Постепенно свечение распространялось. В темноте оно сияло, бесстрастное и суровое, как дальняя звезда в морозную ночь, принимая форму древнего шестиугольного гроба. Теперь сияние увеличивалось, и мы смогли разглядеть фигуру мумии: женщину, одетую в прямую одежду из шелковой ткани, густо обшитой серебряными блестками. Ее руки были скрещены на груди, лицо наклонено – так что все, что мы могли наблюдать сначала, – это белизна ее рук и плеч, чернота волос, сложенных катушкой в высокую корону. Когда свет увеличился, мы увидели, что ее босые ноги опираются в центр горизонтального полумесяца, рога которого направлены вверх по сторонам от нее.

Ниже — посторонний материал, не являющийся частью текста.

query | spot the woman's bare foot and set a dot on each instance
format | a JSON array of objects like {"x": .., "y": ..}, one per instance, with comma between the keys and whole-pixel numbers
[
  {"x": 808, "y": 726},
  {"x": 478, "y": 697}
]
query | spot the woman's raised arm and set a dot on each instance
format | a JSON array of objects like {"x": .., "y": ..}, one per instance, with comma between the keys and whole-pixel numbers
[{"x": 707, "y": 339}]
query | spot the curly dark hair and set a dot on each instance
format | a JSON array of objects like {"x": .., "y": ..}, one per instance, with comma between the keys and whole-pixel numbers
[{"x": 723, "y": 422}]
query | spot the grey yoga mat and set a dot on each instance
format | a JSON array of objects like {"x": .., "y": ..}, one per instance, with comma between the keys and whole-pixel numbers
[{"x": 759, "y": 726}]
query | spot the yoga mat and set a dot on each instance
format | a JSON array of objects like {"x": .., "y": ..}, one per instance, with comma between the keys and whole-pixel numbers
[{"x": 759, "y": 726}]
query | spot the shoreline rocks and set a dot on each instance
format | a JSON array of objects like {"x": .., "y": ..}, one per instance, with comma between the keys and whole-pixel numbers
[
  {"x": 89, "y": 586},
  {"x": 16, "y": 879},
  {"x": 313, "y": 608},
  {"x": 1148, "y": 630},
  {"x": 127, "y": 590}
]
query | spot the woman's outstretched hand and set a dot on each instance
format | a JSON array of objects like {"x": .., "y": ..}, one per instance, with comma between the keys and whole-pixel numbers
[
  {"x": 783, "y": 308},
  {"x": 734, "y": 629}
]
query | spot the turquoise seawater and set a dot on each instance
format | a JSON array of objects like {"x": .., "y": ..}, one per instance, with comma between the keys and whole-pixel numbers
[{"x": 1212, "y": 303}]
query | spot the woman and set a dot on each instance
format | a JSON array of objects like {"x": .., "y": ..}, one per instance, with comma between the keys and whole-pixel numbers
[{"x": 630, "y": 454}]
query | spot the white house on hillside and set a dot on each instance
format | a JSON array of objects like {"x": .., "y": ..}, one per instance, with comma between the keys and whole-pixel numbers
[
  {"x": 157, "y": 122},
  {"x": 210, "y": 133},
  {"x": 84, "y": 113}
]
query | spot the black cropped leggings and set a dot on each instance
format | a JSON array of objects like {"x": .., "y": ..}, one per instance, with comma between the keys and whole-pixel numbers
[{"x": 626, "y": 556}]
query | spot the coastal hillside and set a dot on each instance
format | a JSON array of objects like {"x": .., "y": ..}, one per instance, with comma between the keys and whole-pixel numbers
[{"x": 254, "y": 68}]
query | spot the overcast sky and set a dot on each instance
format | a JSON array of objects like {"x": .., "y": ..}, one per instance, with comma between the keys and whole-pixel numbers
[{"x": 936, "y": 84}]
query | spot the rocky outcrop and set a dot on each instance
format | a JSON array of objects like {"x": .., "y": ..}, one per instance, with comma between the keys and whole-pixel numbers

Ветер, дувший сквозь темноту, усиливался. Мы услышали трепетание шелкового занавеса позади нас, когда провидица подняла голову и величественно вышла из своего гроба, приближаясь к нам гибкими, бесшумными движениями, которые чем-то напоминали походку большого, изящного леопарда.
К этому времени усиливающийся свет позволил нам увидеть, что женское лицо спрятано за покрытым блестками покрывалом того же материала, что и одежда, что лоб увенчан диадемой из сине-зеленой эмали в виде пары обращенных в стороны крыльев коршунов с круглым символом солнца по центру.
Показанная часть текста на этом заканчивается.